47 associates of ex-home minister get pre-arrest bail

Published May 17, 2015
CLAD in an unusual outfit, former home minister Dr Zulfikar Mirza is being escorted by his supporters to the Karachi Anti-Terrorism Court-1 on Saturday.—PPI
CLAD in an unusual outfit, former home minister Dr Zulfikar Mirza is being escorted by his supporters to the Karachi Anti-Terrorism Court-1 on Saturday.—PPI

KARACHI: An antiterrorism court on Saturday granted pre-arrest bail to 47 associates of disgruntled Pakistan Peoples Party leader Dr Zulfikar Mirza in three cases till May 19.

Dr Mirza along with dozens of his aides and supporters has been booked in cases pertaining to alleged storming of a police station in Badin on May 3, abusing of the police officials, forcibly shutting down of the markets in the district and trying to kill shopkeepers.

The suspects, accompanied by Dr Mirza, appeared in court and moved their pre-arrest bail applications contending that the cases were politically motivated.

Judge Bashir Ahmed Khoso of the ATC-I granted them interim pre-arrest bail till May 19 against a surety bond of Rs100,000 for each suspect in each case.

The court also issued a notice to the special public prosecutors, called police papers and directed the applicants to join the investigation.

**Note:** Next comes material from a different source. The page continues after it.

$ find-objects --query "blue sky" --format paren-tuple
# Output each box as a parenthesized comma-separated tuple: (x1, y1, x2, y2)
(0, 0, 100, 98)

Dr Mirza has already been granted interim pre-arrest bail in the cases in question till May 19.

Six other suspects are in police custody on physical remand till May 22.

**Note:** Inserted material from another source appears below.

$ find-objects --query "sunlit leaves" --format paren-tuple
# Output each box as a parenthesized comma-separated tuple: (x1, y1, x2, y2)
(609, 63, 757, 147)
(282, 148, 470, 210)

According to the prosecution, two cases were registered against the former home minister and his aides on complaints of two traders, Imtiaz Ali and Haji Taj Muhammad. The complainants alleged in the FIRs that the suspects tried to kill them, forced them to shut their business, extended threats and took away Rs3.7 million and Rs3m from their shops.

Another case was registered against Dr Mirza and others on a complaint of Badin’s additional SHO Wali Mohammad Chand for allegedly storming the police station to get a case registered against PPP co-chairperson Asif Ali Zardari, his sister Faryal Talpur and others.

Dr Mirza had allegedly argued with the police, snatched the mobile phone of a police officer and flung it to the ground when the latter refused to register the FIR and ransacked the police station, it added.

The SHC had transferred the cases from the Hyderabad ATC to an ATC in Karachi after the trial judge expressed his inability to proceed with the cases on the grounds that Dr Mirza’s late father was his senior in the profession when he was a lawyer.